Hierfür ein weiteres Gedankenexperiment: Man stelle sich eine 4. Primarschulklasse vor, die von einen 65-jährigen und eine andere, die von einem 25-jährigen Lehrer unterrichtet wird. Gehen wir nun hypothetisch davon aus, dass sich der 25-jährige Lehrer in der digitalen Welt auskennt und der 65-jährige vielleicht weniger einen Draht zur Informatik oder Medienbildung hat. Was lernen nun welche Kinder bei welcher Lehrperson über die Informatik und den bewussten Umgang mit digitalen Medien? Vielleicht sieht der ältere Lehrer, der nun schon 40 Jahre Unterrichtserfahrung vorweisen kann und bisher gut ohne Computers auskam, nicht ein, weshalb er sich kurz vor seiner Pensionierung mit digitalen Medien auseinandersetzen sollte. Er habe sowieso den Eindruck, dass die Kinder hierbei eher ihn unterrichten könnten, als umgekehrt. Woher soll er denn auch wissen, wie man den Kinder Medienkompetenzen beibringt, da er ja auch nie dafür ausgebildet wurde.

Im anderen Fall hat der jüngere Lehrer, der mit Computer und Internet aufgewachsen ist, vielleicht schon früh erkannt, die Vorteile der digitalen Medien zu nutzen und diese auch kritisch zu reflektieren. Er setzt Medien vielfältig im Unterricht ein und versucht, damit die Kinder zu motivieren und abwechslungsreiche Lektionen zu gestalten.

Ist es nun gerecht, dass Schülerinnen und Schüler in Sachen digitale Medien – je nach Einstellung einer Lehrperson – ganz andere Dinge lernen, beziehungsweise nicht lernen?

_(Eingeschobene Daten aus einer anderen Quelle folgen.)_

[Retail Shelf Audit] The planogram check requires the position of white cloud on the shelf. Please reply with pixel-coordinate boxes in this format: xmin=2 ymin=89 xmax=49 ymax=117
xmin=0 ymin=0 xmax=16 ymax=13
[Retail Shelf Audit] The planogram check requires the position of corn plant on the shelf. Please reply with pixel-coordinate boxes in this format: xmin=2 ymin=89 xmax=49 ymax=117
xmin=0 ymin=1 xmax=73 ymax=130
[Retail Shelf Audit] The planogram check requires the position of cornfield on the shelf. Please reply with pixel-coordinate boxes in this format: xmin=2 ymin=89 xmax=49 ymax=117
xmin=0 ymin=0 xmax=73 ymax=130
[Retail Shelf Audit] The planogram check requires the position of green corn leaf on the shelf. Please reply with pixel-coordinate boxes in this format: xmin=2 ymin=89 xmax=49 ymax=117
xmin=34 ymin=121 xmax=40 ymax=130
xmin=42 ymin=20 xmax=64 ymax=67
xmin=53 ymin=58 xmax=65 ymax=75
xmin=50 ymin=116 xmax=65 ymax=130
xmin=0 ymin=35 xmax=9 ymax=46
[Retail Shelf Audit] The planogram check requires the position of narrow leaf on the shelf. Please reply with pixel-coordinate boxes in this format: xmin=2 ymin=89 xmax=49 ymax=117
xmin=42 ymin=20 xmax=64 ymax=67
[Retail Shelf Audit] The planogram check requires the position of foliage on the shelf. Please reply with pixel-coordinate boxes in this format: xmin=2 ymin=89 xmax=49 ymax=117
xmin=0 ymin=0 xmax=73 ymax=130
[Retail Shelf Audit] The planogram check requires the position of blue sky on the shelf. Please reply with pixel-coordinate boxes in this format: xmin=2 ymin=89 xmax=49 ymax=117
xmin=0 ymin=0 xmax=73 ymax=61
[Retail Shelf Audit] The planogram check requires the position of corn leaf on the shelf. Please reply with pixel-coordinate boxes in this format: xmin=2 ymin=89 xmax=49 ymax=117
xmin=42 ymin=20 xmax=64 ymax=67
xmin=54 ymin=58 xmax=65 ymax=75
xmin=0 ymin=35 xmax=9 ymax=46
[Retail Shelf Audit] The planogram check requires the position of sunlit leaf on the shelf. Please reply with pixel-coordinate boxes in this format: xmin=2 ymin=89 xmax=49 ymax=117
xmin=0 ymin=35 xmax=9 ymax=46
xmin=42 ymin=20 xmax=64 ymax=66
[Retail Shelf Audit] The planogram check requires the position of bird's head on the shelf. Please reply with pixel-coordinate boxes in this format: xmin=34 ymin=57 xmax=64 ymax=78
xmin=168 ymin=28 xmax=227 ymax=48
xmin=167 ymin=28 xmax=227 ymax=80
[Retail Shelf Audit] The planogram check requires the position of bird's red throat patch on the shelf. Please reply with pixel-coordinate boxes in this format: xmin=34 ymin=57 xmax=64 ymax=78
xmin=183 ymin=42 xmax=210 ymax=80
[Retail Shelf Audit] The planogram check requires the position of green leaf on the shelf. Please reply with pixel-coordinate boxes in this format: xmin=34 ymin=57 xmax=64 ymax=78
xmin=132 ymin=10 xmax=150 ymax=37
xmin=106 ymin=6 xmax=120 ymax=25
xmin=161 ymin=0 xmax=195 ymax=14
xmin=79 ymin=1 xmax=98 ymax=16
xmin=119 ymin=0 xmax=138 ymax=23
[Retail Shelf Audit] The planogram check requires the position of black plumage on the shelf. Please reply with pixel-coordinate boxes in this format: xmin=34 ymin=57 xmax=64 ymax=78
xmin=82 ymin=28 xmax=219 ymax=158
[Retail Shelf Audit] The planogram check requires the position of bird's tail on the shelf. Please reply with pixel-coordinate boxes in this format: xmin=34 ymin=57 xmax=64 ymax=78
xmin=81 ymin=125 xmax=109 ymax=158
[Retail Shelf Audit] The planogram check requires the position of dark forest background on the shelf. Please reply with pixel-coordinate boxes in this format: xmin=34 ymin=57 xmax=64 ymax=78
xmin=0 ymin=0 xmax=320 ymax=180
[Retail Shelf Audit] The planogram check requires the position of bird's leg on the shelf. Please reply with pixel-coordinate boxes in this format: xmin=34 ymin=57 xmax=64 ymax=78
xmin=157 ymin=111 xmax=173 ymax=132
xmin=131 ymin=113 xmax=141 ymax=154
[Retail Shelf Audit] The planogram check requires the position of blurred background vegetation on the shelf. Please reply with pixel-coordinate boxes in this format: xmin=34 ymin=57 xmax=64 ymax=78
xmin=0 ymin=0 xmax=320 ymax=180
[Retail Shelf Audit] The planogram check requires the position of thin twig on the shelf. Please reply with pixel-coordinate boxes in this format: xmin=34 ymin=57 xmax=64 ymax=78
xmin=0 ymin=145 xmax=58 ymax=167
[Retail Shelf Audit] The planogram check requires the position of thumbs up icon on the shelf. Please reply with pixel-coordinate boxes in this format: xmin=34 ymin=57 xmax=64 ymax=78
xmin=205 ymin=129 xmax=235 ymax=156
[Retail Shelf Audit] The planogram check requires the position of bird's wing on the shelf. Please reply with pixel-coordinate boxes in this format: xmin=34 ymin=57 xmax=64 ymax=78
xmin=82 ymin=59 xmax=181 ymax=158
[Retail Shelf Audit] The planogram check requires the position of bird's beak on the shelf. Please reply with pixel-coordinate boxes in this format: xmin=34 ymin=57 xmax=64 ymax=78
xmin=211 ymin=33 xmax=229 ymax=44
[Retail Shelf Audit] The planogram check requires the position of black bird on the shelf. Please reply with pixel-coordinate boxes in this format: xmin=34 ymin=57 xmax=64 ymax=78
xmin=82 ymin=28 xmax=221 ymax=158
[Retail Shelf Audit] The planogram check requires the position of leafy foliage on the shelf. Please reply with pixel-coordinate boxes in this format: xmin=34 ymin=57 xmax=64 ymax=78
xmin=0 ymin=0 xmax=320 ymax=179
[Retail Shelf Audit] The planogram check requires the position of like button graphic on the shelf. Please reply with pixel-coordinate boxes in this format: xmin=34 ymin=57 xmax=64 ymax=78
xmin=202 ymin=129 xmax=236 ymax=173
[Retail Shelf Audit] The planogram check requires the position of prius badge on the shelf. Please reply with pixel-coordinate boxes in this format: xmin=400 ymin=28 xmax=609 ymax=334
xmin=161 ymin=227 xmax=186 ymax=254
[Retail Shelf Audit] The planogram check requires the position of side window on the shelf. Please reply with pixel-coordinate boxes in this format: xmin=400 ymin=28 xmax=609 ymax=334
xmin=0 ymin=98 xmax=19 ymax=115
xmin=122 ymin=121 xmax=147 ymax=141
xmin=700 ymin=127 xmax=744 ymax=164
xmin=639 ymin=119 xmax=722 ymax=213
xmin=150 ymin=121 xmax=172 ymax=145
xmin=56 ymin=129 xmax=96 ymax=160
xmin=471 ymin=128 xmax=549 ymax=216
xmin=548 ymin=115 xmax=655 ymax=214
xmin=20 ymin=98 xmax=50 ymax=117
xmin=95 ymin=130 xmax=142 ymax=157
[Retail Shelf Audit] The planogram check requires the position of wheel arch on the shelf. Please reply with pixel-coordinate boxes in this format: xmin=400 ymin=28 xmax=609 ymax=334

Viele kritisieren genau diese Punkte am Lehrplan 21 im Bereich Medien und Informatik. Die Bedeutung der digitalen Welt wird zukünftig immer stärker werden und es sollte die Pflicht der Schule sein, die Kinder optimal darauf vorzubereiten und somit die Lehrpersonen entsprechend aus- und weiterzubilden.

Zum Glück gibt es aber für jedes Problem fast immer eine Lösung. Wenn die Ausbildung der Schülerinnen und Schüler mit digitalen Medien von den Lehrpersonen abhängig ist und der Lehrplan 21 keine Regelungen zu dessen Unterrichtung vorgibt, so muss ein anderer Ansatzpunkt gefunden werden. Einzelne Fachhochschulen wie die FHNW haben daher beschlossen, dass die angehenden Lehrpersonen zukünftig zumindest ein Modul in informatischer Bildung in der Ausbildung absolvieren müssen. Hier müssen aber auch insbesondere medienpädagogische Themenfelder gleichwertig in den Mittelpunkt gerückt werden.

Dies wäre ein geschickter Weg, die Lücke im Lehrplan 21 zu schliessen und über die pädagogische Ausbildung die Medienkompetenzen in die Schule einfliessen zu lassen.

Schön also, dass sich in Sachen Medienbildung und Informatik im Ausbildungssystem doch noch was tut. Da sagen wird doch nur: Ein Hoch auf die PH21!